Ivy had a favorable Hennessy-sponsored perch by the center of the court, almost like a platform, from which she earned plenty of time in front of the TV cameras over the course of the fortnight. And as everything crescendoed toward the opening ceremony, the power went out at the arena. The ceremonial music, the game ball delivery, and all the pomp and circumstance never made the final product.

“When you work in live [events], the measure of how good you are at what you do is how quickly and how well you’re able to roll with the punches,” Awino said. “It was a big game. Everybody was tuning in to watch J. Cole and the Patriots.”

So she rolled.

The hometown Patriots played the opening match against Nigerian club Rivers Hoopers, and the object of fascination was multi-platinum rapper Jermaine Cole, better known as J. Cole, hooping for the hometown team. Awino had DJ’d a couple of Patriots practices as both parties got ready for the opener, communicating with members of Cole’s management team during the process for planning purposes.

“I had to normalize walking around the bubble and bumping into Jermaine everywhere,” she said, “down to the point where the day his album dropped I had bumped into him.”

Two days after Cole’s “The Off-Season” came out, he made his BAL debut with the Patriots. So, would Awino dare play the man’s own music while he did his thing on the court?

“Of course I did! I feel like he literally made an album for him to play basketball to,” she said with a laugh. “”95 South” is like the perfect team run-on song. We didn’t do it too much, but we paid homage to a great song, great album, great presence. And we kept it moving. It doesn’t get better than that.”

Over the course of the two weeks, where she’d often have to DJ for five hours straight for a doubleheader, Awino tailored each game’s music to the individual teams and players, opting for Arabic music for Monastir, Zamalek or any of the Northern African teams, and the music of Senegal for AS Douanes. When Zamalek beat Monastir for the title, she curated things in honor of BAL MVP Walter Hodge, who hails from Puerto Rico.
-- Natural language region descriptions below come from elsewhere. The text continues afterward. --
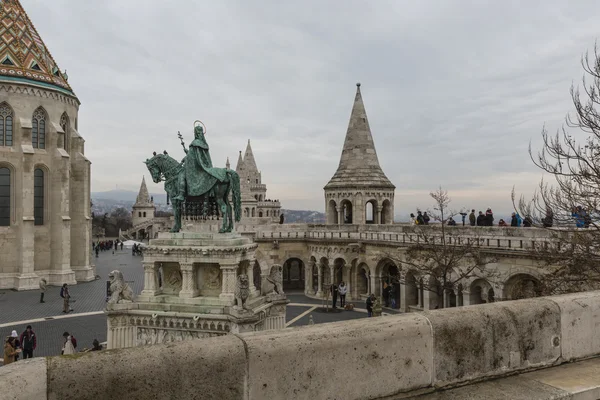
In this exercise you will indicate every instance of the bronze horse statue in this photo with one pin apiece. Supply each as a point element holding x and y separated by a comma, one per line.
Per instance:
<point>165,168</point>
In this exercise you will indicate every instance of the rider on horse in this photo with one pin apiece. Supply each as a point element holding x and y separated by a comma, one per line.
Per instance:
<point>192,182</point>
“He’s like, I need my Bad Bunny. I need my Ozuna,” she said.

What’s on the Horizon

Instead of figuring out what the Western world can extract from Africa, Gold-Onwude said that the BAL is about what all of us can put into the continent.
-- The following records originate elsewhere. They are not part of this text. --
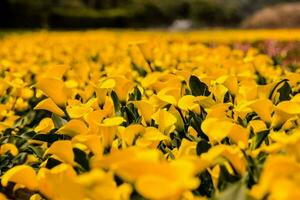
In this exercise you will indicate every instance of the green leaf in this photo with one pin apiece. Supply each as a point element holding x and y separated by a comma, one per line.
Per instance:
<point>81,158</point>
<point>237,191</point>
<point>58,121</point>
<point>226,178</point>
<point>197,87</point>
<point>260,137</point>
<point>284,92</point>
<point>51,162</point>
<point>50,138</point>
<point>202,147</point>
<point>206,187</point>
<point>117,104</point>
Through sport, there’s this opportunity to tell or reframe stories of Africa’s many cultures, heritages, languages, skin colors, and religions; shining a light on the lives of African and Black people in not just the seven countries where BAL teams play, but the other 47 African countries as well. There’s a great chance through basketball, she said, not only to open eyes and celebrate the glory, passion, and strength of African culture, but also to promote diversity, change, and inclusion. To create bonds among nations.

“This was a showcase of how this league being on the continent is good for all business, all adjacent industries,” Awino said.  “What we needed was a proof of concept, and now we have it.”
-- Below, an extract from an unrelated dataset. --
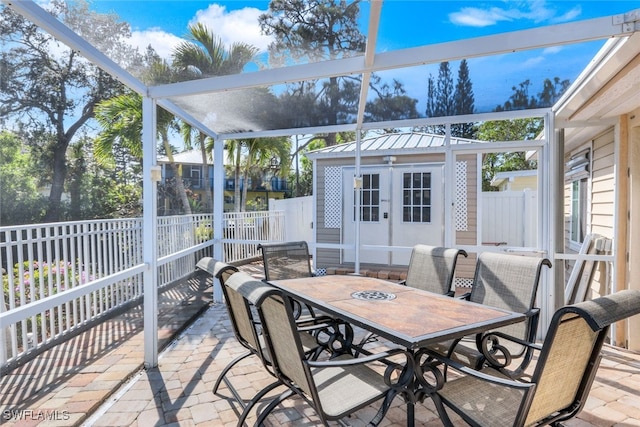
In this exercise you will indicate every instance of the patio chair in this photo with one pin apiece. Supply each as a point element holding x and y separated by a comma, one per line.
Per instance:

The proof of concept is there for a full-season league in the future in multiple arenas and countries across Africa, especially with the NBA and FIBA’s resources and support. The hope is that BAL turns into an evolutionary EuroLeague, a cross-cultural melting pot that brings people together, allows rivalries to flourish, and develops the next Luka Doncic.

This concept will eventually include a women’s league. Last month, Adam Silver described that development as inevitable.

“To see this place really represent on the big stage with all eyes on them with the BAL internationally, they really met the moment,” Gold-Onwude said. “So often, Africa has been a place we’ve exported out from, whether bodies or rare materials. Here, we’re investing straight into the Motherland and saying ‘this is going to be for you to build and have pride in and create legacies on the continent.’ There’s so much power in that.”